Liège Beaucoup de projets vont être lancés. Dont certains aux Trixhes.

À l’instar de sa voisine Seraing, Flémalle, sur base du schéma de cohérence territorial, a lancé son Master Plan. Des projets, la commune n’en manque pas et beaucoup d’entre eux vont débuter dans les mois à venir.

On pense à la revitalisation de la Grand’Route via la programmation Feder, la réalisation d’un parking de 137 places derrière la polyclinique ou encore la rénovation du parking de la gare de Flémalle. Autant de projets, et bien d’autres, dont on a déjà parlé… Le visage de Flémalle va donc bien changer. "L’image de la commune en sera modifiée et nettement plus attractive", souligne Sophie Thémont, l’échevine déléguée aux fonctions de bourgmestre.

Le centre, c’est une chose, la périphérie une autre. Chokier et les Awirs auront droit à leurs aménagements, Mons-lez-Liège à une revitalisation conséquente avec la place Mottard mais aussi les rues E’Tiyou et de l’Hôtel communal. Mais le projet le plus important est et demeure la revitalisation des Trixhes qui prévoit, dans les vingt ans, la création de 1.000 logements.
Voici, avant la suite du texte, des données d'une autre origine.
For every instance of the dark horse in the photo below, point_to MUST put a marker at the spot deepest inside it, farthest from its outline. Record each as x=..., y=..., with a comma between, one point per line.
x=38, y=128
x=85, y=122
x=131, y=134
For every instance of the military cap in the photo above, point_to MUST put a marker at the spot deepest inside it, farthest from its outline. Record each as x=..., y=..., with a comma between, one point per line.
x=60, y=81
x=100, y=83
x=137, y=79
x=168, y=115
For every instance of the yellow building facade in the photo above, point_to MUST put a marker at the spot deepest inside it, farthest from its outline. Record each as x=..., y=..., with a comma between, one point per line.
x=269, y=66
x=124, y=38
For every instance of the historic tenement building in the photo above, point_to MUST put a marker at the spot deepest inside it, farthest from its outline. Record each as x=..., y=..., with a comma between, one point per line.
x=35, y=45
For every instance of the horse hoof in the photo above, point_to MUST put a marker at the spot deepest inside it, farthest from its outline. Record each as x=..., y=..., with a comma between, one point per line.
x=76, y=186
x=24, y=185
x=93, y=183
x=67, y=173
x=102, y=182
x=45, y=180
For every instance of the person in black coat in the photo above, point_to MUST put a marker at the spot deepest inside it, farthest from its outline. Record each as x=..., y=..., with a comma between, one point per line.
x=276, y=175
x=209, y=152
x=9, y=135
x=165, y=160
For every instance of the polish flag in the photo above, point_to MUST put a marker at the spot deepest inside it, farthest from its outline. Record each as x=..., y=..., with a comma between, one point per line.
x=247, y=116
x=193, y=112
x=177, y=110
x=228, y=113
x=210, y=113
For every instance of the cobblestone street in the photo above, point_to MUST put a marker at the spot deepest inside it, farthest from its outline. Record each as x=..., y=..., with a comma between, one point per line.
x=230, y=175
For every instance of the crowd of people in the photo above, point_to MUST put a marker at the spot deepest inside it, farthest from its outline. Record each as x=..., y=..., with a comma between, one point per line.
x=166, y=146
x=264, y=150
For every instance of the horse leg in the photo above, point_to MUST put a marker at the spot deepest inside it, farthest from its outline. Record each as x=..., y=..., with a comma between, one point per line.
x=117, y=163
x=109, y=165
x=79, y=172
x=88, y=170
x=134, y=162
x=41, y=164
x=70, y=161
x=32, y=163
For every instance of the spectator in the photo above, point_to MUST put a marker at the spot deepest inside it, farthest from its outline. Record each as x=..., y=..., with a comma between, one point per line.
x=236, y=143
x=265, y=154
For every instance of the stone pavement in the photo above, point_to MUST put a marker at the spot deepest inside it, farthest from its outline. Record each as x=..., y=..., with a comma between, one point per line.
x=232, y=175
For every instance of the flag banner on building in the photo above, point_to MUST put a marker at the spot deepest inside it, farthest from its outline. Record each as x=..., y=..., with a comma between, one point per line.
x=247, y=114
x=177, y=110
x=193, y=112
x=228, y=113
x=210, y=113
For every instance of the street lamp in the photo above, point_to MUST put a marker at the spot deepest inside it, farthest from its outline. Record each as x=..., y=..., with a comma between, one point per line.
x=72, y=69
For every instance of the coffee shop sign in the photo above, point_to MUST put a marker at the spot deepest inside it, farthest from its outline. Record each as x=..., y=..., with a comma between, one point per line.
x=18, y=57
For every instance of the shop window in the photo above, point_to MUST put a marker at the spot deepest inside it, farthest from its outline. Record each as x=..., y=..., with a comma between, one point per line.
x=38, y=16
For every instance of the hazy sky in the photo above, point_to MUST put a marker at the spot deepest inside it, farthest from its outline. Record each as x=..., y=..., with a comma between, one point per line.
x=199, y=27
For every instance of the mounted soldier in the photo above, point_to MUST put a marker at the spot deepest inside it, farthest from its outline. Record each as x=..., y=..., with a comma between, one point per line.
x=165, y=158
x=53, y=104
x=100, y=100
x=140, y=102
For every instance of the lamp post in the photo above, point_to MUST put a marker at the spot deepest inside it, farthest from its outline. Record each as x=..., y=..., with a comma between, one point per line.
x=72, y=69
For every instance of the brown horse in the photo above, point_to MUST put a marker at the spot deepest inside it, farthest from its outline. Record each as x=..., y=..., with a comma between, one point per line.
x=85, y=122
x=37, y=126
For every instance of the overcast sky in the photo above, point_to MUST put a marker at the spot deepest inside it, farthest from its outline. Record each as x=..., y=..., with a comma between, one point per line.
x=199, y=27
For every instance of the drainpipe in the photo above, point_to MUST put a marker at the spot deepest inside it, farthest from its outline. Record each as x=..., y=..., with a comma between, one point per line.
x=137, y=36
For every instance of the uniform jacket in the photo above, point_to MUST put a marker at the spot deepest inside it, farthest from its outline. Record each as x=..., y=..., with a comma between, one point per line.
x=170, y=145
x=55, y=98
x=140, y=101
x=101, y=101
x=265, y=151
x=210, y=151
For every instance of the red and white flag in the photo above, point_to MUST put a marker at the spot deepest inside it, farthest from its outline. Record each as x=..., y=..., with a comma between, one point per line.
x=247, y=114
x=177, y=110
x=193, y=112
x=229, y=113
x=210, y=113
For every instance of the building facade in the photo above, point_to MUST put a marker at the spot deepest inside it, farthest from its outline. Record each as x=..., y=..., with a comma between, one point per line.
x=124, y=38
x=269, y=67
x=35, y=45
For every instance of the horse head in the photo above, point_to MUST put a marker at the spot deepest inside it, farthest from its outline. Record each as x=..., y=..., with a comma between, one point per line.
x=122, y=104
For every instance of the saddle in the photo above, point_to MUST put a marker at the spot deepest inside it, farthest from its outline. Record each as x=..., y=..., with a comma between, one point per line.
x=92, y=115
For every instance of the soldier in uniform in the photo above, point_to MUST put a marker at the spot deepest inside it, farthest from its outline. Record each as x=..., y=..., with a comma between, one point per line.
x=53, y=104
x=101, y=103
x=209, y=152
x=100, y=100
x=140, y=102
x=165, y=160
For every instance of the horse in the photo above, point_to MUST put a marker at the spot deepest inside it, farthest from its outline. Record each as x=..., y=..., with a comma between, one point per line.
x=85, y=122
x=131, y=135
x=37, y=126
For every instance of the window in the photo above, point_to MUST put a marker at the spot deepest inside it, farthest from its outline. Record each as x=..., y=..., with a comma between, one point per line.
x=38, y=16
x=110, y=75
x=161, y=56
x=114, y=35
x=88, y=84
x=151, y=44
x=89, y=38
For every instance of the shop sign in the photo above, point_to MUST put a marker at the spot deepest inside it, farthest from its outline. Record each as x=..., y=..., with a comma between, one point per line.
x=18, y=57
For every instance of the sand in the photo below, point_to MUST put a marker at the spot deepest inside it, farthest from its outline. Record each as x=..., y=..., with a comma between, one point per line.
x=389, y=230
Et, par petites touches, cet ensemble prend forme.

Il y a tout d’abord le complexe privé, du promoteur BMB, qui sort de terre à la vitesse de l’éclair. À côté de la surface commerciale prévue, trente-six logements…

"Nous avions obtenu 5,5 millions de subsides dans le cadre de l’appel à projets quartier en transition", rappelle Sophie Thémont. "L’objectif de la démarche est de densifier l’habitat, pas de réaliser de l’étalement urbain. À côté de ce partenariat public-privé qui est un des premiers projets à sortir de terre, nous allons également attribuer un marché pour la réalisation de 48 logements publics alors que l’unité 2, elle, verra bientôt un appel à promotion lancé pour 30 logements collectifs et individuels. Sans oublier huit logements basse énergie terre aux forges en construction et la rénovation énergétique en cours de 141 habitations pour 8,3 millions d’euros dans le cadre du plan Pivert II."
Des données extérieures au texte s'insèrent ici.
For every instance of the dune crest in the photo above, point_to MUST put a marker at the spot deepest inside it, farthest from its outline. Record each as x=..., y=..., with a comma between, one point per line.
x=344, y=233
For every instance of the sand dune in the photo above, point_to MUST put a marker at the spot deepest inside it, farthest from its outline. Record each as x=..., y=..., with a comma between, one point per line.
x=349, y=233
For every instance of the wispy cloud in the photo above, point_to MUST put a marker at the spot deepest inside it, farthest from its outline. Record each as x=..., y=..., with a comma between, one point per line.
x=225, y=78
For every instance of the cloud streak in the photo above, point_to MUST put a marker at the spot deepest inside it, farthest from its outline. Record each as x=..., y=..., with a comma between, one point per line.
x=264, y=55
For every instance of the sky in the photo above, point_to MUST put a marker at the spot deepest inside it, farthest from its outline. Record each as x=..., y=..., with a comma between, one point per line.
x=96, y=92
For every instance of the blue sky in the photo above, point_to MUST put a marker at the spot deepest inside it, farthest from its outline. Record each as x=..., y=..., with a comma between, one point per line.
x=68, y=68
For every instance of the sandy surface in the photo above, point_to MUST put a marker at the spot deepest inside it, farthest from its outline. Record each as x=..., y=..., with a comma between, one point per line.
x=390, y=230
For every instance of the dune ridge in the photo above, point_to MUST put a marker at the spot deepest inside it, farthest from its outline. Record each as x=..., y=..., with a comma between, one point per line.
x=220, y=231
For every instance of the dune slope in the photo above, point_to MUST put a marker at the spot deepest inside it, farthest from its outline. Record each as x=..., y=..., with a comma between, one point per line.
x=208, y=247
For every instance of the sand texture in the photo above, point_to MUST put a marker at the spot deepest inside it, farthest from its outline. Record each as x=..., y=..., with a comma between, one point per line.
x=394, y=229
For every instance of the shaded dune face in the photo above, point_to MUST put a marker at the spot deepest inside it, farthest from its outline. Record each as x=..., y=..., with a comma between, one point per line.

Pour les Unités 1 et 4, la patience reste de mise.

Et un pôle emploi dès 2018 !

Il sera réalisé en plein centre suite à un rachat inattendu

Ce projet de pôle emploi faisait l’objet d’une fiche Feder mais il n’avait pas été retenu par la Task Force. Qu’à cela ne tienne, l’idée, elle, n’avait pas été rangée aux oubliettes. À un point tel qu’elle verra le jour dès… juin 2018.

"Nous sommes tombés d’accord avec Arcelor Mittal pour le rachat des bâtiments situés à l’arrière de la polyclinique et de la bibliothèque", explique avec un large sourire Sophie Thémont. Des bâtiments qui sont toujours actuellement occupés par les services informatiques mais qui deviendront sous peu propriété communale pour 1,4 million d’euros.

Le centre de la commune sera ainsi doté d’un pôle de service important avec l’athénée Guy Lang, la polyclinique, la bibliothèque et désormais ce pôle emploi que les autorités pensaient finalement réaliser dans l’ancienne école du centre qui sera finalement destinée à du logement tout en y maintenant la maison de la laïcité. Un pôle de service qui sera desservi par le parking paysager de 137 places et par les 121 places du DSI d’Arcelor Mittal dont les différents services intégreront le bâtiment en juin 2018.

"Nos services ont visité les bâtiments et il n’y a que peu d’aménagements à réaliser. Y seront regroupés les services d’insertion, l’Agence locale pour l’emploi, la maison de l’emploi mais aussi Insernet et tous les services liés à l’emploi, la formation et au socioprofessionnel."

L’achat du bâtiment sera voté au conseil communal jeudi prochain lors des modifications budgétaires.